Mike Birbiglia never really wanted a kid. His reasons: His dangerous sleepwalking disorder, a belief that the world didn’t need more of himself in it, a general feeling that people (especially men) are not so great, concerns about his marriage and career. He thought kids would hold him back.

But now, he and his wife Jen have a 4-year-old daughter. 

He shares his emotional journey in a new show called “ The New One ,” which is part stand-up comedy and part monologue. It’s going on now through November 24 at the Ahmanson Theater.

“The first half of the show is all the reasons why I never want to have a child, and I thought no one should ever have a child. Why would you bring a child into this world?” he explains. “Second half of the show is about how I had a child, and about how I was right about all those reasons. And then ultimately, the more emotional part is how I was wrong. But it only gives you that sense of how I was wrong for one glimpse… That was when our daughter was 13 months old. And from that point on, it's been actually so much better.”

Mike Birbiglia in “The New One.” Credit: Joan Marcus.

One part of the show is about understanding why dads leave their families. Occasionally, viewers are put off, but they usually relate, Birbiglia says. 

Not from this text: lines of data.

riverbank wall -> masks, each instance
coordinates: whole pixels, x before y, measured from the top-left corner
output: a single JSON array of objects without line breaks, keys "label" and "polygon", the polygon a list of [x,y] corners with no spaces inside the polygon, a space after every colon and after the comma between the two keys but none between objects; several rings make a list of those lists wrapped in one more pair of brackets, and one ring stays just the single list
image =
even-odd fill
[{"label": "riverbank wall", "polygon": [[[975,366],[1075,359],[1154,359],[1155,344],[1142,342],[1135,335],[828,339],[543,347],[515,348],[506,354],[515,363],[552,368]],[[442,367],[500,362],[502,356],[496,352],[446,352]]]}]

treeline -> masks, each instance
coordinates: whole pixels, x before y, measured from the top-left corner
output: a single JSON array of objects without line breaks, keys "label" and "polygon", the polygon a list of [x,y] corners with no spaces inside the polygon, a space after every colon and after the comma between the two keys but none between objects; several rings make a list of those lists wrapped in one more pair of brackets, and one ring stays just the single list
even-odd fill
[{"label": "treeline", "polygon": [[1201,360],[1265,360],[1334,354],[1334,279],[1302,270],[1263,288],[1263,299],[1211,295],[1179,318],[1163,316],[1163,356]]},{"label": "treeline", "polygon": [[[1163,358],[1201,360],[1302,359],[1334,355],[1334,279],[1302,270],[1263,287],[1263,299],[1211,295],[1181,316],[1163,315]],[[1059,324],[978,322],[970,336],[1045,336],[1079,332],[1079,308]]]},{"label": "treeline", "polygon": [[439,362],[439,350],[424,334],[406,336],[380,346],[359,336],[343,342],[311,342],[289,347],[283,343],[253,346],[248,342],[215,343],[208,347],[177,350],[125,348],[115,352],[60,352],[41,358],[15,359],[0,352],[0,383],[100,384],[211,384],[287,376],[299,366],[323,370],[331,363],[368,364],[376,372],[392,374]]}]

He shares one instance with Press Play: “This woman came up crying, or at least choked up… She was like, ‘Thank you for saying that part about I get why dads leave. That's so meaningful to me because that's my life.’ And that's actually the more common reaction.”

He adds, “Admitting something that's like a taboo thing that we don't want to talk about… I think can be more cathartic than not saying it.”

Bribiglia never considered leaving, by the way. 

He says the show is heavily about what happens when you’re in a relationship, or even friendship, and another person enters. He gives an example: “The joke I make in the show is: The love between my wife and daughter was profound, it was the most profound thing I've ever witnessed, and I was there too… That’s the thing people relate to: feeling like you're on the outside of a thing that is special.” 

That didn’t make him feel lost, but not resentful. He says, “It was hard for me because it was such a leap for me to get married. And then when we got married, I was like, ‘I want to be very clear. I never want to have a child.’ And Jen at the time was like, ‘Sure, I don't either’ or ‘I don't want to have one now.’ And then when eventually she was like, ‘I think we should have a kid,’ I started to feel a sense of loneliness because I was like, ‘Oh, we're on two divergent paths, and I'm so committed to the path we were on together.’ ” 

He says in that sense, the show is about change, resistance to change, and isolation. 

But now, having been a father for more than four years, he definitely thinks his life is better. “There's nothing I like more to do than spend time with my wife and daughter,” he says.